Landscaping Contractor: Salary and Career Facts

Read on to find out more about what landscaping contractors do and the relevant education options for becoming one. See where landscaping contractors work and what they earn. Schools offering Landscape Design degrees can also be found in these popular choices.

What Does a Landscaping Contractor Do?

As a landscaping contractor, you may be engaged in a variety of tasks, depending on where you work. Many landscaping contractors are involved in the installation of garden landscapes for homes or businesses. Their roll involves placing bids to get jobs and inspecting job sites to ensure the quality of work. You might even create the landscapes if design is part of your education or experience.

Other landscaping contractors focus on specialty areas, such as irrigation systems, plant propagation in a nursery setting or sustainable landscape development. Supervising gardeners and grounds keeping workers is another important role for landscaping contractors, along with business management and marketing, especially if you are self-employed. Take a look at the following chart for an overview of how to enter this field.

Degree Required Bachelor's degree
Education Field of Study Landscape architecture
Key Responsibilities Make bids, supervise employees, insure quality work and design landscape
Job Growth (2014-2024) 5% (for all landscape architects)*
Median Salary (2016) $45,000 **

Source: *U.S. Bureau of Labor Statistics, **PayScale.com

How Do I Become a Landscaping Contractor?

No formal requirements exist for become a landscaping contractor. Some people start as groundskeepers and, with on-the-job experience, eventually move into contractor positions. If you want to enter the gardening profession at the contractor level, however, employers often look for someone with higher education. A landscaping contractor certificate or bachelor's degree program can give you experience with plants and design, in addition to offering valuable business knowledge.

In a landscape contractor program, your studies would cross many disciplines. In a plant science course, you'd learn about plant structure and physiology, as well as exploring plant classifications and identification techniques. The selection and use of plants, the management of soil and the practices of sustainable growing are taught in gardening courses.

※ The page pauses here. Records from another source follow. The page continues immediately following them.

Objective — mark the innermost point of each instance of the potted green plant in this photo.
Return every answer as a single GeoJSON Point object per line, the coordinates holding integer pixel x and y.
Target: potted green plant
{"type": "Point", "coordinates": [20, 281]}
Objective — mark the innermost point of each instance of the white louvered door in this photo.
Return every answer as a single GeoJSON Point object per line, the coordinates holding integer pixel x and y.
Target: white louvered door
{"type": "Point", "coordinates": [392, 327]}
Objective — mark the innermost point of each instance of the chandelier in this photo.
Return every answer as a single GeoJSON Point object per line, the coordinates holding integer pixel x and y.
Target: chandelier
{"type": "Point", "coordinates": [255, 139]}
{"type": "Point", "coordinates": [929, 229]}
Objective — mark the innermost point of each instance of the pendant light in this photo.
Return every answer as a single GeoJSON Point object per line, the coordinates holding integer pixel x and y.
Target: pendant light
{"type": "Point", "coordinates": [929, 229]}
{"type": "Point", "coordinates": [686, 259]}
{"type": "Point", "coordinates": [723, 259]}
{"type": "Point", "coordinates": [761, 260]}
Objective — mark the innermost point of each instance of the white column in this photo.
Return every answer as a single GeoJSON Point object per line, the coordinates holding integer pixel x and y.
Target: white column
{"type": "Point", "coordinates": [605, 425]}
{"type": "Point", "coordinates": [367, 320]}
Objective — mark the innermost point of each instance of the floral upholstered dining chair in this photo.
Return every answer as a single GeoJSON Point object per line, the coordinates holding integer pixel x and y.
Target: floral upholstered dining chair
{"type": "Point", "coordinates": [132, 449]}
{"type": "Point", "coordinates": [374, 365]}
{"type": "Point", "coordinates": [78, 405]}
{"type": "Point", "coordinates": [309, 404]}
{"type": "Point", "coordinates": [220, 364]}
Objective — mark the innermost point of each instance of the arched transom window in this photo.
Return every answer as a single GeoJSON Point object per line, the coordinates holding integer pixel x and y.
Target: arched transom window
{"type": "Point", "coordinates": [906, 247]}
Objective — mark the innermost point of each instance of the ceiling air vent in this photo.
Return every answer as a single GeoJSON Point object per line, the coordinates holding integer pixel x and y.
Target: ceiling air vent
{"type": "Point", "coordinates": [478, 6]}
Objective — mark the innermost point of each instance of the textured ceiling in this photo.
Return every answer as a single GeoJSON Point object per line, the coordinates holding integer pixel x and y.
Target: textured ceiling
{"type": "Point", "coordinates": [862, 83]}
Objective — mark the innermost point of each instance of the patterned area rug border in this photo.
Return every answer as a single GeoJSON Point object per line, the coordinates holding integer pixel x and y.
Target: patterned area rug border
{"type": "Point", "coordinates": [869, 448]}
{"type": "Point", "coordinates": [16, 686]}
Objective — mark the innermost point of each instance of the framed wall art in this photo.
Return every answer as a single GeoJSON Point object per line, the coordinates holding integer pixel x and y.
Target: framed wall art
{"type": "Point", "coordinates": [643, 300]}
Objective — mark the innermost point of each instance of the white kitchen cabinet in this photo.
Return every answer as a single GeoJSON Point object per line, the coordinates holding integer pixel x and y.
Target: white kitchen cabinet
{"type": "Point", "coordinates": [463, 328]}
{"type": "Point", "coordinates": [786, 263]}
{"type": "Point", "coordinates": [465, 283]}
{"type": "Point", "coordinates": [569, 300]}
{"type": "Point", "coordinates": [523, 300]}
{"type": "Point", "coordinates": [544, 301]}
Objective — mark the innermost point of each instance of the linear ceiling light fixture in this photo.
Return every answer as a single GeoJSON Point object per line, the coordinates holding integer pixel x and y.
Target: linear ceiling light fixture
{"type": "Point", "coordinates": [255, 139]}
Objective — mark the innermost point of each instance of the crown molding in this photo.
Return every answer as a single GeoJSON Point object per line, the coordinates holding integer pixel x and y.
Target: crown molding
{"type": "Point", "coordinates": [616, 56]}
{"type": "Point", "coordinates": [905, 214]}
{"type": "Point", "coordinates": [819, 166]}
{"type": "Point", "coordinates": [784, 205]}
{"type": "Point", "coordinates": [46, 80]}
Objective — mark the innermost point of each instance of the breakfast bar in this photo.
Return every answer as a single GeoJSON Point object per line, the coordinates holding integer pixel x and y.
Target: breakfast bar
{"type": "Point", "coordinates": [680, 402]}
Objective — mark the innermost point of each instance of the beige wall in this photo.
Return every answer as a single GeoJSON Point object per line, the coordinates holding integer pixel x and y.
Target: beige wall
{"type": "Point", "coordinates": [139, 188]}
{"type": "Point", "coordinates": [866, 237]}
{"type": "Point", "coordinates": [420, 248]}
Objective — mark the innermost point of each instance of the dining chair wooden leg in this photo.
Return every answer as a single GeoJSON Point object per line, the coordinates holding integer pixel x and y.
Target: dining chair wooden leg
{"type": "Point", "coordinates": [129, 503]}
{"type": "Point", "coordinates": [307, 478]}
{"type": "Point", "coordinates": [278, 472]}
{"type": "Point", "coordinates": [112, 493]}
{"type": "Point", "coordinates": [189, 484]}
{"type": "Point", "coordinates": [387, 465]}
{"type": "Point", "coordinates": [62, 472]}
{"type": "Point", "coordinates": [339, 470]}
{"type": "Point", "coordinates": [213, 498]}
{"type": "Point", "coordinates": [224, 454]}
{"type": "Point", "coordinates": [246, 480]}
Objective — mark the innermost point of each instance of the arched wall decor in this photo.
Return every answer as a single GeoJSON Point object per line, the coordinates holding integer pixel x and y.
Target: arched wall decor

Landscaping instruction involves the exploration of design theory and drawing, as well as opportunities to practice presentation of designs to potential clients. Finally, you'd learn how to run a business, from estimates and budgeting to contracts, insurance and client relations.

Where Could I Work?

Landscaping contractors fill many niches in the gardening and horticultural industries. Depending on your interests, you might work in residential gardens installing landscapes or for a college maintaining campus lawns and gardens. You might also find opportunities at a garden store or nursery or as a consultant with a county extension service. You might also choose to work indoors, doing design work at a greenhouse or conservatory. Sports arenas, golf courses and arboretums are just a few more of the many choices available for landscaping contract work.

What Could I Expect to Earn?

According to the U.S. Bureau of Labor Statistics, between 2014 and 2024, landscape architects could see a 5% growth in employment (www.bls.gov). Landscaping contractors fall into this category. PayScale.com also reported that the median salary for landscaping contractors was $45,000 as of October 2016 (http://www.payscale.com).

What Are Some Related Alternative Careers?

First line supervisors of landscaping may also review contracts and oversee the performance of employees. Surveyors are responsible for taking measures of the land that are used when developing architectural or landscaping projects.